Non à l’incinération

Tous les panélistes s’accordent pour dire que l’incinération n’est pas une solution favorable. Les cendres issues de la combustion des déchets sont fortement chargées en métaux lourds qui, pour éviter la pollution de la nappe phréatique, nécessitent un enfouissement en décharges de type III, que le Maroc ne possède pas encore.

Mamoun Ghallab, président de l’association Zero Zbel, abonde en ce sens. « L’incinération est une grosse erreur », assure-t-il, rappelant qu’aux Etats-Unis, aucun incinérateur n’a plus été construit depuis 1997 car les communautés le refusent pour des questions de santé publique. Ghallab conseille de se pencher davantage vers la méthanisation.

Cette méthode de production de biogaz s’opère déjà dans les décharges d’Oujda et de Fès dont la moitié des besoins en électricité est approvisionnée par son moteur au biogaz. Quant à la solution du compostage, elle est pour sa part évincée car nécessite trop d’espace – une ville comme Casablanca et sa région auraient besoin d’un espace de 500 hectares.

Côté tri sélectif, on en est seulement au stade de projets-pilote, énonce Ghallab. « Il manque de la volonté politique », confie-t-il, citant l’exemple de l’interdiction des sacs plastiques en 2016 mais qui n’est toujours pas complètement respectée, au vu de la production informelle qui sévit dans ce secteur. Zero Zbel a d’ailleurs formulé un rapport sur ces dérives afin que les autorités renforcent leur dispositif; Ghallab assure que les choses sont en train de s’améliorer.

Mediouna, la décharge infernale

Depuis l’appel à manifestation d’intérêt datant de juin dernier, silence radio.

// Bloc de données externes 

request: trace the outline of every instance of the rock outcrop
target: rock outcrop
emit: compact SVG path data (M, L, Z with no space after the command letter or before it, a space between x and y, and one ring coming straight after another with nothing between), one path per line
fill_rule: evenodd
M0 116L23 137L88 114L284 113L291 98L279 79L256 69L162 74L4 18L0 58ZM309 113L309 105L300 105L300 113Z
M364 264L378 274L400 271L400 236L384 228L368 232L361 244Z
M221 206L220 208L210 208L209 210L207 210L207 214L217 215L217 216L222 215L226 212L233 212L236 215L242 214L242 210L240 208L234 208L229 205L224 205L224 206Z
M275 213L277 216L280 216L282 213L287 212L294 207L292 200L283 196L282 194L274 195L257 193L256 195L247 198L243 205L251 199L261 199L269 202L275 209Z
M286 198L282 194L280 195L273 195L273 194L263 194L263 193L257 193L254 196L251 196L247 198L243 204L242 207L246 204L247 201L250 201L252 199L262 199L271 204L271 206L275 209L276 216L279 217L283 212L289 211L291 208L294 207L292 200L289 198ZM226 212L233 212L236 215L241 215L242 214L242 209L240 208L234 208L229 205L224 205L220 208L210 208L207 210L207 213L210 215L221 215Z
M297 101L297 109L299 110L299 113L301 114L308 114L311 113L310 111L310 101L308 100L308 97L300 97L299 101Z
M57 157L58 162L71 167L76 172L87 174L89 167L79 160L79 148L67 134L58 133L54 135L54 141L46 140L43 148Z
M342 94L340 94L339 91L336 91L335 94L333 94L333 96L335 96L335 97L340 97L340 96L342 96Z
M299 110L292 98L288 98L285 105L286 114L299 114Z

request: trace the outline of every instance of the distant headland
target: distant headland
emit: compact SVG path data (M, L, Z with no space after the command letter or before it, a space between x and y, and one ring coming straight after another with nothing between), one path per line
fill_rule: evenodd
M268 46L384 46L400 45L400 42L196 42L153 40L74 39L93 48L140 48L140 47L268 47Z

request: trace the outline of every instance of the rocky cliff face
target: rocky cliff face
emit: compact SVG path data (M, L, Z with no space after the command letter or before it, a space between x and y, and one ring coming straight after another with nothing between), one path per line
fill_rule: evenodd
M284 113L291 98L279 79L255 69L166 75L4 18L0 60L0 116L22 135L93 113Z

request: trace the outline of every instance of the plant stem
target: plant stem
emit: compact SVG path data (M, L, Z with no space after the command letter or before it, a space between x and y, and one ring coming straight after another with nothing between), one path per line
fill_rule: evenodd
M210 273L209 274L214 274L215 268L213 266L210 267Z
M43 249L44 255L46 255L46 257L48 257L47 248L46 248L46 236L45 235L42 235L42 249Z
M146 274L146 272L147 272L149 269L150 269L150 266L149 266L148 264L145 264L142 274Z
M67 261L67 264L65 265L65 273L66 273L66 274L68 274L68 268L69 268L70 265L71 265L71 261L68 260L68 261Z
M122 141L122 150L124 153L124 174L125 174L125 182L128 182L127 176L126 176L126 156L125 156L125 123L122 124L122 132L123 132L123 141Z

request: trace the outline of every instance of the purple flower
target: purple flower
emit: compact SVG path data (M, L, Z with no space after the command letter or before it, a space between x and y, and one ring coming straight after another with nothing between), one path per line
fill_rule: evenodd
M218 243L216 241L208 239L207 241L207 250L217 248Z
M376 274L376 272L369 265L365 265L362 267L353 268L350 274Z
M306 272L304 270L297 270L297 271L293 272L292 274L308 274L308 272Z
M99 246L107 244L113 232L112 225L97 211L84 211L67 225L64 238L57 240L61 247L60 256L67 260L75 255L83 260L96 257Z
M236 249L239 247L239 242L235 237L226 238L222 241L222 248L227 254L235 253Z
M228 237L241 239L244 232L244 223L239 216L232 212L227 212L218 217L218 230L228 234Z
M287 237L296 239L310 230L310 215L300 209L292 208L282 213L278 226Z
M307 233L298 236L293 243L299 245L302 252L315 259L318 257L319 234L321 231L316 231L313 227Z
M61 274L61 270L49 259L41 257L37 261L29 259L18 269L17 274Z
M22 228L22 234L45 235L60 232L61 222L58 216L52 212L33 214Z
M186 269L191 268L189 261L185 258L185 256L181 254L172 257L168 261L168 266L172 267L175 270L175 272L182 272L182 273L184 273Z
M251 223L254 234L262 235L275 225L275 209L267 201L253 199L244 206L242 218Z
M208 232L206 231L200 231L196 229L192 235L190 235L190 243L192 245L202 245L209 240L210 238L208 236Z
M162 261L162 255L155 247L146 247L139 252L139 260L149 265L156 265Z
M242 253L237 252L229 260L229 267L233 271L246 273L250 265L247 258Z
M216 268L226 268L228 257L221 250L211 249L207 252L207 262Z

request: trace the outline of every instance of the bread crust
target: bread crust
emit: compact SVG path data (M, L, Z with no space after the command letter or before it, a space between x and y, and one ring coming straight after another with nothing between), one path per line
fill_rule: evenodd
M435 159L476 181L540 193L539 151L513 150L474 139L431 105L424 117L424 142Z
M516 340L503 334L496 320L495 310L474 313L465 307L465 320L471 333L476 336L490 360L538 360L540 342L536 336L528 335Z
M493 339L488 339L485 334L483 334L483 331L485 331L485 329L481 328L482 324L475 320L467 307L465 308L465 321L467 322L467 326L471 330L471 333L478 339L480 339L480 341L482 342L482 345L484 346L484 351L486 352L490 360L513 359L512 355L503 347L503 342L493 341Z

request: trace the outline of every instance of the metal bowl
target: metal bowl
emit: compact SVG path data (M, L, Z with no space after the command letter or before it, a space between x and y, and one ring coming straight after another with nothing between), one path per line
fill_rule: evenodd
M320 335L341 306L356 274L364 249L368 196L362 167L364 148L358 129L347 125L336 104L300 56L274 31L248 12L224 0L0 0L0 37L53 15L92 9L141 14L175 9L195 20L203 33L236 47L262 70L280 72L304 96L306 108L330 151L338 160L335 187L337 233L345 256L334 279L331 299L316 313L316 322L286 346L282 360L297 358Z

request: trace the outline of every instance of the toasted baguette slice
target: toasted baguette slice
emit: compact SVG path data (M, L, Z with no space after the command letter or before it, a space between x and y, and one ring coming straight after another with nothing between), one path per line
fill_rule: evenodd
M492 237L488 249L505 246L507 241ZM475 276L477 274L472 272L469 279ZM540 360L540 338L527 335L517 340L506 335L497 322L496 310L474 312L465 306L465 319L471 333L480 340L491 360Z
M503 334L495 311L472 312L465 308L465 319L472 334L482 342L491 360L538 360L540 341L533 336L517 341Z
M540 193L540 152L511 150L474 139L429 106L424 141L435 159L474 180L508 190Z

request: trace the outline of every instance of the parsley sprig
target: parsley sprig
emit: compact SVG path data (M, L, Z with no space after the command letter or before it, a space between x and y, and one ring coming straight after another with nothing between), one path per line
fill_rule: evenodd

Bakkoury, président du Conseil de la région Casablanca-Settat promet pourtant de « mobiliser sur Mediouna tous les moyens que nous pourrons mobiliser pour aider à la solution institutionnelle, économique et technique ».

En attendant, les élus de la ville ont brillé par leur absence lors de cette rencontre qui avait notamment mis à l’ordre du jour le cas particulier de la ville de Casablanca et sa décharge à Mediouna.

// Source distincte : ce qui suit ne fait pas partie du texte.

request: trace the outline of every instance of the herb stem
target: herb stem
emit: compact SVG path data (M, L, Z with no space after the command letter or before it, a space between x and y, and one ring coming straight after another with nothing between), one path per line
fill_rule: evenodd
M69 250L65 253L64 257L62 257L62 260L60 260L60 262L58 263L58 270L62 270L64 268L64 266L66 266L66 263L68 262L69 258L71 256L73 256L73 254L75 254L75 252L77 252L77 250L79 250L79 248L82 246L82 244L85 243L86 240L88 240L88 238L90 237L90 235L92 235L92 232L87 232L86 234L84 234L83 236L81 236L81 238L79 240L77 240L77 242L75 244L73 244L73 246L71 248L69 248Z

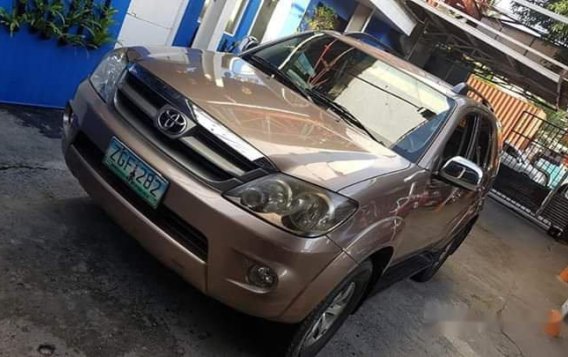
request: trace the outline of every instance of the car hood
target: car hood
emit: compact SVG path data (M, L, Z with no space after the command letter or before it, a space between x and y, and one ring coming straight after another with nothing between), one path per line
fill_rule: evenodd
M185 48L137 53L145 69L292 176L339 190L410 165L240 57Z

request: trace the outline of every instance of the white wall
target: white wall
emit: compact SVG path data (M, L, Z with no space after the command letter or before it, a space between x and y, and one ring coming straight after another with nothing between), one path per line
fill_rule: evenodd
M262 42L293 34L300 25L309 3L310 0L280 0L268 23Z
M170 46L188 0L132 0L118 35L120 46Z
M236 0L215 0L209 5L192 47L210 51L217 49L236 2Z

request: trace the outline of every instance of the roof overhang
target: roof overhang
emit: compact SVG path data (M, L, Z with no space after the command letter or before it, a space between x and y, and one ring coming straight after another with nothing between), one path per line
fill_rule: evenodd
M416 27L414 16L397 0L366 0L361 2L375 8L382 15L382 19L407 36L410 36Z
M405 0L425 25L424 39L460 52L474 64L520 88L566 109L568 66L517 41L439 0ZM537 57L535 61L526 56Z

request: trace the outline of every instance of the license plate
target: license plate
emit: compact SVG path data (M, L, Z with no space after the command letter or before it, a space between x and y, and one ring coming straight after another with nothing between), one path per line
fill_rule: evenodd
M150 165L113 137L103 163L153 208L158 207L169 186Z

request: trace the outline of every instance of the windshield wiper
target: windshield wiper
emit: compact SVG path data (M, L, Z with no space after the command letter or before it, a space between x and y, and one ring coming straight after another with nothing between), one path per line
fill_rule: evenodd
M256 55L248 55L243 58L245 60L253 62L255 66L261 67L260 69L269 73L273 77L276 77L285 86L291 87L293 90L300 93L300 95L302 95L304 98L308 99L309 101L312 101L310 94L304 87L302 87L300 84L296 83L294 80L288 77L286 73L284 73L280 68L278 68L270 61Z
M378 142L379 144L381 144L383 146L386 146L385 143L383 143L379 139L375 138L375 136L371 133L371 131L369 131L369 129L367 129L367 127L363 123L361 123L361 121L359 119L357 119L357 117L355 117L349 111L349 109L345 108L343 105L337 103L336 101L334 101L333 99L331 99L330 97L328 97L327 95L323 94L322 92L320 92L316 89L310 89L307 92L316 101L322 103L323 105L325 105L329 109L333 110L336 114L339 115L339 117L341 119L343 119L344 121L346 121L347 123L349 123L353 126L356 126L359 129L363 130L371 139L375 140L376 142Z
M257 56L257 55L247 55L243 57L244 60L252 62L253 65L260 67L259 69L271 74L273 77L276 77L280 82L288 87L292 87L292 89L296 90L296 92L300 93L303 97L313 102L314 100L318 101L319 103L325 105L329 109L333 110L340 118L342 118L347 123L356 126L357 128L363 130L371 139L378 142L379 144L386 146L382 141L375 138L373 134L361 123L359 119L357 119L351 112L345 108L343 105L337 103L333 99L329 98L322 92L316 89L307 89L302 87L300 84L296 83L292 80L285 72L283 72L280 68L276 65L271 63L270 61Z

La directrice régionale de l’environnement de la région de Casablanca-Settat et représentante du Secrétariat d’Etat chargé du Développement durable, Seloua Senoussi, a confié qu’une somme d’environ un milliard de dirhams devrait être accordée au projet de la nouvelle décharge de Mediouna, « mais rien n’est encore signé, c’est simplement planifié », précise-t-elle.

Mamoun Ghallab rappelle que c’est un problème politique. « On est face à une énorme décharge au milieu d’une économie informelle avec divers intérêts économiques et politiques », pointant du doigt le cas des quelques 4000 chiffonniers qui vivent du trafic de cette décharge. « Au final, les seuls qui font le tri et le recyclage, ce sont eux », constate le président de Zero Zbel qui pense qu’« il n’y a pas encore la volonté politique suffisante de donner réellement leur place aux chiffonniers ».

Le panéliste invite à s’inspirer de modèles étrangers d’intégration des chiffonniers comme au Chili où ces derniers bénéficient d’une formation avec une certification étatique, ou encore en Colombie, où la décharge de Bogotá accumule près de 20 000 chiffonniers officiellement intégrés via des coopératives, et payés le même tarif que des prestataires.

Cette collaboration entre délégataire et chiffonniers fournit plus de 60% des matières recyclables de Colombie, détaille Ghallab. Au Maroc, la seule décharge qui inclut les chiffonniers dans un système formel est celle de Rabat, via son centre de tri Oum Azza qui forme les chiffonniers comme ouvriers-trieurs.

Pour rappel, Casablanca produit 7 millions de tonnes de déchets par an.